Posted on: Friday, October 8, 2004
2005 outlook darker for California homebuyers
By Alex Veiga
Associated Press
LOS ANGELES California homebuyers will be squeezed further in the coming year, as higher home prices and mortgage interest rates make it tougher to afford a home, a real estate trade group predicts.
The forecast, based on computer modeling of real estate and economic data crunched by CAR economists, estimates the median home price in California will hit $522,930 next year. The organization's projected median home price for this year is $454,720.
The shortfall of housing in California and increases in population will continue to drive demand and contribute to rising prices, CAR said.
Meanwhile, the average rate for a 30-year fixed mortgage, which has been below 6 percent for most of the year, will approach 7 percent by the end of 2005, CAR predicts.
"Coupled with rising home prices, affordability in California will fall to an all-time annual low of 16 percent next year," CAR President Ann Pettijohn said.
The number of homes sold next year is expected to show a 2.5 percent decline, mostly due to the anticipated increase in mortgage interest rates.
Previous forecasts have sometimes been off, mostly because economists failed to predict how low mortgage rates would go and how often they would drop despite occasional increases.
"This year, we may hit it right," said Leslie Appleton-Young, CAR's vice president and chief economist. "This market has been really tough to get a handle on and it has outperformed our expectations."
Historically low mortgage rates have enabled many homebuyers who otherwise might not have been able to afford a home in California, particularly in pricey coastal areas, to enter the market.
All along, however, home prices have continued to rise, setting record median prices month after month.
In recent months, many buyers have begun pulling back. Now homes are staying longer on the market and bidding wars among buyers have lessened somewhat, particularly in Southern California.
Appleton-Young said only a major recession with job losses is likely to pull down prices significantly, but warns that the 15 percent appreciation won't be sustainable forever.
"Incomes are not keeping up and at some point rates are going to go to their long-term equilibrium level," she said.

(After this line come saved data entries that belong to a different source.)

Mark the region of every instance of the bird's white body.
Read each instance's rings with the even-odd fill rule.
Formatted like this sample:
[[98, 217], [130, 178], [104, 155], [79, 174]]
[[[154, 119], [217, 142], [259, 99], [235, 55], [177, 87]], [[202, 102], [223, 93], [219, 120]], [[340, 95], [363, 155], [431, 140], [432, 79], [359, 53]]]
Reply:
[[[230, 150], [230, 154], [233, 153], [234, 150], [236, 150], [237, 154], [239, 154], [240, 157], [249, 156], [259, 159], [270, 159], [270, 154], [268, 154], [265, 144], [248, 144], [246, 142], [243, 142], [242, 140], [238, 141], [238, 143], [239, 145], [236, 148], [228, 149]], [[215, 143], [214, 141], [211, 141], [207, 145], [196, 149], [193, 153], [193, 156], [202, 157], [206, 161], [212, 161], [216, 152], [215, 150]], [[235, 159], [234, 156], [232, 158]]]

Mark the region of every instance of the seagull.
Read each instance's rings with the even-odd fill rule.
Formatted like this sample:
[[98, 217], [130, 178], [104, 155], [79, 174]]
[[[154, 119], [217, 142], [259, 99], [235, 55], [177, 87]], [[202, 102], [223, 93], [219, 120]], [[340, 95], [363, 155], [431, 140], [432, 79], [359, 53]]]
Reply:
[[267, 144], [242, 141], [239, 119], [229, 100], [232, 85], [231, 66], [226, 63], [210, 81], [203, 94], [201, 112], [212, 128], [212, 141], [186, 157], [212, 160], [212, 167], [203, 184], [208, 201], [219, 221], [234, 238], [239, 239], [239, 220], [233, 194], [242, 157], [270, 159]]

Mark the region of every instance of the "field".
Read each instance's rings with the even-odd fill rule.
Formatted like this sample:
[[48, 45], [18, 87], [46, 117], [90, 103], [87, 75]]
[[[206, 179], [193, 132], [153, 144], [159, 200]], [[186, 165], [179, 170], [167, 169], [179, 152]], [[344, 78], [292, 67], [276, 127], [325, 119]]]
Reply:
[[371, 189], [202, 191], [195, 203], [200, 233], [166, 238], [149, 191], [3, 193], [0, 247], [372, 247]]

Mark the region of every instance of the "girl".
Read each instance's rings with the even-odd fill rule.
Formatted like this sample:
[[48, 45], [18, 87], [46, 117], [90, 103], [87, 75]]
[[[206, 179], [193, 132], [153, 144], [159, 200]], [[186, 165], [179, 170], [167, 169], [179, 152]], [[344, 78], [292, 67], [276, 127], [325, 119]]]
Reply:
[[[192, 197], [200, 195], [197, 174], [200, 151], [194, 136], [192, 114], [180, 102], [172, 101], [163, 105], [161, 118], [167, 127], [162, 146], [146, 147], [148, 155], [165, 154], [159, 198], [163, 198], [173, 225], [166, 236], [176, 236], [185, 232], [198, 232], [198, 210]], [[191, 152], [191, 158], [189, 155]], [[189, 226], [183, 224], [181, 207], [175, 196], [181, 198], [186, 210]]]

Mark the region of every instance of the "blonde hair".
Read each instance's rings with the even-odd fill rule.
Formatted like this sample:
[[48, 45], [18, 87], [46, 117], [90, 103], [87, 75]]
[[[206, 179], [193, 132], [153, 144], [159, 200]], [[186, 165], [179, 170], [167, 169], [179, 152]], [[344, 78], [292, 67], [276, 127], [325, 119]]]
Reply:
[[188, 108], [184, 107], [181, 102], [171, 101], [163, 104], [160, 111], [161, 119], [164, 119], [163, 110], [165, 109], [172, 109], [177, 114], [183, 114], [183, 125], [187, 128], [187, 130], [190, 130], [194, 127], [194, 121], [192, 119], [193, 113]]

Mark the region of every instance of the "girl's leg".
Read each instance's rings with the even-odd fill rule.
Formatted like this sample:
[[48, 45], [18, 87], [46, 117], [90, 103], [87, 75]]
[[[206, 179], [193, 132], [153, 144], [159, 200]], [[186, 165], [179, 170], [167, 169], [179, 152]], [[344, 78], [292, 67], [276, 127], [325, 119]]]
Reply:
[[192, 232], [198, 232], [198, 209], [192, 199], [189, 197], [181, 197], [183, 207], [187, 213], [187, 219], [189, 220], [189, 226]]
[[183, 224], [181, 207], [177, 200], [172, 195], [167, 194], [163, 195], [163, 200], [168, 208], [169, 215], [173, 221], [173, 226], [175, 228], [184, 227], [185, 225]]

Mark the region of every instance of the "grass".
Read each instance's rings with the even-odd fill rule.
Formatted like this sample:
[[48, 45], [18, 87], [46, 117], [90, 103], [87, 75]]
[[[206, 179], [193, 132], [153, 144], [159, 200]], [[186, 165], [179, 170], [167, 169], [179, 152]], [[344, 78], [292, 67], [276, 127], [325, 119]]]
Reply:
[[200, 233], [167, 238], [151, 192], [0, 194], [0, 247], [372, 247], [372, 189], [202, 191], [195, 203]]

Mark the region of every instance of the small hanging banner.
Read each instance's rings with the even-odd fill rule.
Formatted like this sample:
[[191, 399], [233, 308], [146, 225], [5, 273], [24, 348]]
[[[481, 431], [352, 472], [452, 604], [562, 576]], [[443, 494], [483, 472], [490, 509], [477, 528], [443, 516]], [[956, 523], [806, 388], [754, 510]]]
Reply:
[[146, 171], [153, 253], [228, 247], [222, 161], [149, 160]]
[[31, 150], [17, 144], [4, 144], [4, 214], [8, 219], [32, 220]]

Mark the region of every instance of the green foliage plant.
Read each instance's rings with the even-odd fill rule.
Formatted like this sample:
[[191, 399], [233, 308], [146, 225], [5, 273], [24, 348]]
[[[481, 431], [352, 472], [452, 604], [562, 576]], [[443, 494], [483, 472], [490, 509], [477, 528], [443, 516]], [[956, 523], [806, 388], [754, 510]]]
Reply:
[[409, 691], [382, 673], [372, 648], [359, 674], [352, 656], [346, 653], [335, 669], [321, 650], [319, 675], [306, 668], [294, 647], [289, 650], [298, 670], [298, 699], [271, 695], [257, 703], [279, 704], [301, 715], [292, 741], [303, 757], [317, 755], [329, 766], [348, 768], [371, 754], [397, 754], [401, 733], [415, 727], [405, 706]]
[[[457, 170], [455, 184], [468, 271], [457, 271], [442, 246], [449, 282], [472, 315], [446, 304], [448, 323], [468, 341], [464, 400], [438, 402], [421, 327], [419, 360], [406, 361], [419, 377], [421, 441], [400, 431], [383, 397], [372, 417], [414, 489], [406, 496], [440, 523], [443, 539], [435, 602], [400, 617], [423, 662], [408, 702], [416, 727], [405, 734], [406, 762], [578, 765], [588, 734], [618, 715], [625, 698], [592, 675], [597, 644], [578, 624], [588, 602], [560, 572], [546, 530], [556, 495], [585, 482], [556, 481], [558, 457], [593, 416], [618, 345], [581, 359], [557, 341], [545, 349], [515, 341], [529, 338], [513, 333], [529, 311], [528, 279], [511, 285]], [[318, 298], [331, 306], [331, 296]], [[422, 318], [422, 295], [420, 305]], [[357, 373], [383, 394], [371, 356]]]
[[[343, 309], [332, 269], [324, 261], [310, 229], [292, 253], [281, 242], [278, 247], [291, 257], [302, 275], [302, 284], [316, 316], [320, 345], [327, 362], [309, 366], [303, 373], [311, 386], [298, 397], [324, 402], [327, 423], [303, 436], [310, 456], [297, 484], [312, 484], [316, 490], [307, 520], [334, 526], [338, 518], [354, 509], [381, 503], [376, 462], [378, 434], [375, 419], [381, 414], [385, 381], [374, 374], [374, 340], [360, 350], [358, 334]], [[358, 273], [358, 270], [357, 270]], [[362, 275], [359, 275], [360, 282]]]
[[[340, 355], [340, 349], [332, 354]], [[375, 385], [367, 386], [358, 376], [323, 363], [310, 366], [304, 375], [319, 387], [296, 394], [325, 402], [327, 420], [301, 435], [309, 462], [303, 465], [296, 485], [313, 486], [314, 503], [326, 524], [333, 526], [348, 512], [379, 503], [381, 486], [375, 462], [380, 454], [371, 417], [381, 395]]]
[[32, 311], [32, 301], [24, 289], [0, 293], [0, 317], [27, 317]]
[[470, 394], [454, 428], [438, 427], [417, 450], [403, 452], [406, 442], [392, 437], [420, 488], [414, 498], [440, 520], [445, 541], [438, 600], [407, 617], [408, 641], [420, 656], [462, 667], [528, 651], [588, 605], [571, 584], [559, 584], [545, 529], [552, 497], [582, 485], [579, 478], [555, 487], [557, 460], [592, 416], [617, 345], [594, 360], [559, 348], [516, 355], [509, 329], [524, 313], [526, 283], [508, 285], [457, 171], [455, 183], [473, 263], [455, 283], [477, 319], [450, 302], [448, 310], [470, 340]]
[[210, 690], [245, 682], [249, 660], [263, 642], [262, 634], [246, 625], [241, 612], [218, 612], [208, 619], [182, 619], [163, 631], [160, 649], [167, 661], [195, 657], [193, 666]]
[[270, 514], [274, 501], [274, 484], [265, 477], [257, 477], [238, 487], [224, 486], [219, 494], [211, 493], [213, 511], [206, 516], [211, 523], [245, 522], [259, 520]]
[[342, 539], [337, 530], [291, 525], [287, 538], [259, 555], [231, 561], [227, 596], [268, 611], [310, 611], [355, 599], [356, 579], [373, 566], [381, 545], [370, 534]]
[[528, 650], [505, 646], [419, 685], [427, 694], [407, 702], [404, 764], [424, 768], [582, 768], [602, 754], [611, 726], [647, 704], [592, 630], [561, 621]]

The most rapid appreciation will likely occur in the inland counties of Southern California and the Central Valley, which have grown in recent years as more people move in, generating more demand for housing, Appleton-Young said.
"The San Francisco Bay Area housing market, which advanced at a more measured pace than other regions in the state this year, is likely to see less slowing in 2005 compared with other areas of the state," she said.